Liz Benz still believes the distressed caller’s voice was her son’s — the tone, enunciation and cadence all matched her 16-year-old.
But it was an AI clone, making the mother yet another victim of a growing wave of impersonation scams in the United States.
Rapidly evolving artificial intelligence technology has demolished the boundaries between reality and fiction, handing cybercriminals strikingly convincing voice cloning tools to steal from people by mimicking loved ones.
Benz, who’s located in Buffalo, a city in New York, was jolted from her couch by a call from an unknown number. On the line was someone sounding like her son Fred, crying for help.
She was told Fred’s friend had been shot and killed, and her son — who was out at a local football game — was being held hostage.
The 46-year-old insurance broker and mother of six was instructed to deliver cash to a nearby Walmart to pay off the man holding him.
Eventually, a selfie from Fred smiling at the game returned her to reality: the call, she realized, was an elaborate scam.
“Nothing could have convinced me that this was a scam until I saw my son with my own eyes,” Benz said, her voice trembling. “It was a good 20 minutes of terror.”
US authorities and consumer advocates are increasingly warning of scams built around impersonating family members.
The FBI said US people over the age of 60 lost more than $7.7 billion to scams last year, a significant jump over 2024.
In April, US people lost over $893 million last year to AI-enabled hoaxes, including voice cloning scams, the FBI said.

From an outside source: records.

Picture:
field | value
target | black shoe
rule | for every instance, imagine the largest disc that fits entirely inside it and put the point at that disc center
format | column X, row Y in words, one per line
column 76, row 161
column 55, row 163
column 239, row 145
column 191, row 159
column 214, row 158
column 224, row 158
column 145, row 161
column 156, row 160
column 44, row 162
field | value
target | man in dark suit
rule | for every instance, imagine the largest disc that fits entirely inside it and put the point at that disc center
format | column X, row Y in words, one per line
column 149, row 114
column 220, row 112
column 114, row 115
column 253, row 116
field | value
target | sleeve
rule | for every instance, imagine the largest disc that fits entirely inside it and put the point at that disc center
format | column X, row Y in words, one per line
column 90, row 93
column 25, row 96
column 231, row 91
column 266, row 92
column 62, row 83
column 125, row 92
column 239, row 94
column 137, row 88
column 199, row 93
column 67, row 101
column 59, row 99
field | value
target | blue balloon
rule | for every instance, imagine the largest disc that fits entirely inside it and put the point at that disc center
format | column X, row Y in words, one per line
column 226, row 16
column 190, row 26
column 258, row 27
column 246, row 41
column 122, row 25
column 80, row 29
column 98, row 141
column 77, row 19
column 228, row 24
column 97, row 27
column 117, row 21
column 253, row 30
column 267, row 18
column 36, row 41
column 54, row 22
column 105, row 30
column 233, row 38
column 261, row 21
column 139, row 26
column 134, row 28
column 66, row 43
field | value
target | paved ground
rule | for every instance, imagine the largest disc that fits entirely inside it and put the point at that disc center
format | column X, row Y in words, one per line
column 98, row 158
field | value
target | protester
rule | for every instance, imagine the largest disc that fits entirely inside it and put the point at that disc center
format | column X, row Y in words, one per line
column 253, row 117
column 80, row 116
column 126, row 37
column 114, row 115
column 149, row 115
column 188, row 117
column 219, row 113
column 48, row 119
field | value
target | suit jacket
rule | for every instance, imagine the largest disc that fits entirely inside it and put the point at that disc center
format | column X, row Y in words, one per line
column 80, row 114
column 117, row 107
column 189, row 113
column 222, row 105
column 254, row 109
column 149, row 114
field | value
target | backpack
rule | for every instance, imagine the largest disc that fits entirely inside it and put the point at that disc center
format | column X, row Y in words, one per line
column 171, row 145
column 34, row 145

Simple internet searches can surface a wide array of voice cloning apps, many available for free, that create realistic AI replicas using small samples — sometimes only seconds — of a person’s real voice.
“It used to be somewhat hard to make these things. Now anyone can do it in seconds,” said Brian Long, chief executive of Adaptive Security, a company offering training on AI fraud protection.
Since taking her story public, Benz said she has received a flood of messages from other victims, many of whom opt to stay anonymous because of the shame attached.
Elderly people are particularly vulnerable, with experts warning of rising cases of “grandparent scams”.